Do you like mangoes? Of course, you do. Who doesn’t?
Eating a perfectly ripe mango is like listening to a symphony orchestra on a balmy summer evening. Each bite delights and dazzles the tongue with a sweetness that dissolves into a flurry of unexpected notes and flavors.
The tree that produces that incomparable fruit is large and domed-shaped. In both orchards and home gardens, it should be pruned to manage its size.
In the home garden, the tree is best kept at less than five meters in height. Pruning means it will often develop a rounded crown.
The canopy is dense with lush, long, downward-pointing foliage. New leaves start bright pink then age to red before turning a deep, tropical green color.
The leaves produce a distinct mango aroma when crushed. Dwarf varieties are suitable for both gardens and large pots.
The tree grows year-round in frost-free tropical, sub-tropical, and warm temperate climates. The roots of the mango tree run deep and its network of surface roots spread wide.
Unlike the roots of other trees, however, the roots of the mango tree are not destructive. This means you can plant the tree beside the pathways of buildings. Just bear in mind that it can become a very large tree.
Growing Mango from Seed
You can grow a mango tree quite easily from seed. One of our OBN writers actually started a tree by accident, throwing the seed into a discarded coffee pot filled with dirt. He eventually replanted the sapling, which is now a beautiful 20-year-old tree.
That said, the seed must come from a fully ripened fruit and it must be planted while fresh. Use a tall, deep pot or bag to allow for adequate root development.
Clean the seed to remove excess flesh. The entire seed can be planted whole. But to hasten germination, carefully open the stone – this is the shell surrounding the kernel – and remove the kernel without damaging it.
Position the kernel in quality potting mix. Three-quarters of it should be buried into the mix with the top end protruding. The top contains the folded first leaves and the shoot. These should be obvious.
Keep the pot somewhere warm. Germination should take place in under three weeks. Plant your tree where there is good air circulation and avoid wetting the foliage.
Remember, too, that an excessive application of nitrogen fertilizer makes your tree weak and sappy. This, in turn, will make all its leaves and fruit susceptible to bugs and diseases.
The mango has a central tap-root. Be sure not to damage this during planting. The easiest way to prevent damage is to avoid excessive disturbance of the root ball at planting time.
Dig a planting hole at least twice as wide as the pot or bag, and around 20 centimeters deeper, too.
Blend through some well-composted manure or suitable planting compost and add a controlled-release fertilizer.
Young trees will likely require staking for at least the first six months. Use at least two stakes, and keep the sapling well-watered.
Caring for Your Tree
Water your tree regularly, several times a week in dry weather. But do not let the tree sit in soggy soil. Overwatering can kill it, especially in heavy soil. The mango tree, like many tropical fruit trees, thrives in periods of alternating wet and dry.
Prune the central shoot to encourage lateral branching as the young tree develops. You should try to have three to five lateral or scaffold branches developing.
Mangoes are easily damaged by wind. For this reason, it is best that you remove any broken branches promptly. Tidy the damaged area to a neat cut.
As the tree bears fruit on the current season’s growth, you can improve flowering and fruiting by lightly pruning in autumn through to early summer.

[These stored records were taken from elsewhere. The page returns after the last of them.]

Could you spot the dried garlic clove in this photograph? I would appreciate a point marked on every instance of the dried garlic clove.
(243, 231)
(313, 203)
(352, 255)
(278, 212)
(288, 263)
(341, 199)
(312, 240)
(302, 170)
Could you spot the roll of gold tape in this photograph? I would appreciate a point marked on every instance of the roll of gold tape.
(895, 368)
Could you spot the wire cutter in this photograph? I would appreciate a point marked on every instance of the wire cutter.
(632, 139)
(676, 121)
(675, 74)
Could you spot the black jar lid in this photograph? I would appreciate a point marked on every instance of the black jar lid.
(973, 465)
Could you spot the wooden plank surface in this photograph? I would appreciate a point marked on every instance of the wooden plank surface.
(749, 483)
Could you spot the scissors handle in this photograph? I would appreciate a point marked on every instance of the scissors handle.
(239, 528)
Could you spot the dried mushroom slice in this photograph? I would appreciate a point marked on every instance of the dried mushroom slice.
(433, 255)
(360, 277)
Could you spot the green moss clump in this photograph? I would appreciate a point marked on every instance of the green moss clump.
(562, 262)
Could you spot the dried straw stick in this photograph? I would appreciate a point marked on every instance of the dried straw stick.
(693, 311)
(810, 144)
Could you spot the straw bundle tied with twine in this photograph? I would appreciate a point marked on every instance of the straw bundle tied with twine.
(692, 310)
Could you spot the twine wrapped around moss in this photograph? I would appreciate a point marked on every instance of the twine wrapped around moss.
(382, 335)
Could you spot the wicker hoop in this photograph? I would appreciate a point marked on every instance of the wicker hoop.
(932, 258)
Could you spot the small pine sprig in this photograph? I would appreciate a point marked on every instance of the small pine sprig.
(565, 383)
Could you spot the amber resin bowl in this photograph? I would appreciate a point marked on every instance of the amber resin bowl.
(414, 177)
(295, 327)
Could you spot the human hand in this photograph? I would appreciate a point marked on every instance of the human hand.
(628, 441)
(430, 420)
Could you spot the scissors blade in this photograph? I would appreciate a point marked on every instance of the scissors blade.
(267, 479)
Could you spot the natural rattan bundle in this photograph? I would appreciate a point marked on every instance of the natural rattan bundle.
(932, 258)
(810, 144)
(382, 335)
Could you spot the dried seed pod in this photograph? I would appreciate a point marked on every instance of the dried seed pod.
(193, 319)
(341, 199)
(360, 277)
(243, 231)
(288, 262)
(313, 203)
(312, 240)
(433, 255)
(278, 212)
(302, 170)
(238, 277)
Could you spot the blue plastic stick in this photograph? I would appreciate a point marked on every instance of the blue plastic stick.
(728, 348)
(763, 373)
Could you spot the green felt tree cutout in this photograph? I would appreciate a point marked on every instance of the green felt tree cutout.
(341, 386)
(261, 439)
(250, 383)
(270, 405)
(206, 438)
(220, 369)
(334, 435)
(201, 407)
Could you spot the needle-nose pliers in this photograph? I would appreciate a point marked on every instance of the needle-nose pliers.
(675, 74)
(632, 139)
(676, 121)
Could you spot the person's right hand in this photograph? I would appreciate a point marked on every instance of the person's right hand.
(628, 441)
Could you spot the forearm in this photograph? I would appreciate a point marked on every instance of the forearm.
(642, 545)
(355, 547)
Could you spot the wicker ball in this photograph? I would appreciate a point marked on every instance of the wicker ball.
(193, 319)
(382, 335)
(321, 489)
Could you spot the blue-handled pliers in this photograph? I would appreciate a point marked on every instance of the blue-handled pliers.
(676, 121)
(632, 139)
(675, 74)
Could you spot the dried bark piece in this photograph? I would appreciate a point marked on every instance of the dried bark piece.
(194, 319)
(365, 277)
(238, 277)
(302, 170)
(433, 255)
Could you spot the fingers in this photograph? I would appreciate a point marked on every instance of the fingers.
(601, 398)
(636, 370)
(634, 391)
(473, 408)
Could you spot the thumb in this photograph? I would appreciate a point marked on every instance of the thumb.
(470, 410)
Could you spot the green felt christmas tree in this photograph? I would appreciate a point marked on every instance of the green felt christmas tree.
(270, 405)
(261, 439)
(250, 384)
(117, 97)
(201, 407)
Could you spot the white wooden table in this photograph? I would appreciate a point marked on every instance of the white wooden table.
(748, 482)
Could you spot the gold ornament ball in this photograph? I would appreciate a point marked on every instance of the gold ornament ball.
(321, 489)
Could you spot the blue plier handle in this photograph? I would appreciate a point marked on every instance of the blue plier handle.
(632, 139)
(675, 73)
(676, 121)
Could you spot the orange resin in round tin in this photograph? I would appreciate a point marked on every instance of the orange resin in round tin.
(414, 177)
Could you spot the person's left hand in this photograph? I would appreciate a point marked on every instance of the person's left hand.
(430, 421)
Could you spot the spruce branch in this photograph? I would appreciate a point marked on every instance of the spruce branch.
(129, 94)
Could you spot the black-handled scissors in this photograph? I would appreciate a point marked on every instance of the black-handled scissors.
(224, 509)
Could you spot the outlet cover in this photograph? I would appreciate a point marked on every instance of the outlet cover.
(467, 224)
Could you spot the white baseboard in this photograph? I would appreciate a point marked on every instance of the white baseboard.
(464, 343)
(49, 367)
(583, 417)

Mango trees often attract fruit flies. This is why you should cover each fruit with a fruit fly bag after they form.
They are also susceptible to Anthracnose – a fungal disease that causes black spots on leaves and fruit.
Prune away affected parts, bag them, and put them in the garbage bin. This will help prevent the spread of the fungal spores.
Some growers also complain of trees that do not bear fruit. Why this should be case for some depends on several factors.
“Temperatures below 10 degrees when flowering in the spring will reduce fruit set,” Greg Daley from Daley’s Fruit Tree Nursery tells Better Homes. “Also, wet weather during flowering can result in anthracnose infection which will cause fruit not to set.”
Bear in mind that a mango tree can live for over 300 years and still keep fruiting. So, consider your planting site carefully.
Old trees can produce 1,500 fruits each season. Some growers have even reported harvesting as many as 6,000 fruits from a single tree in one season.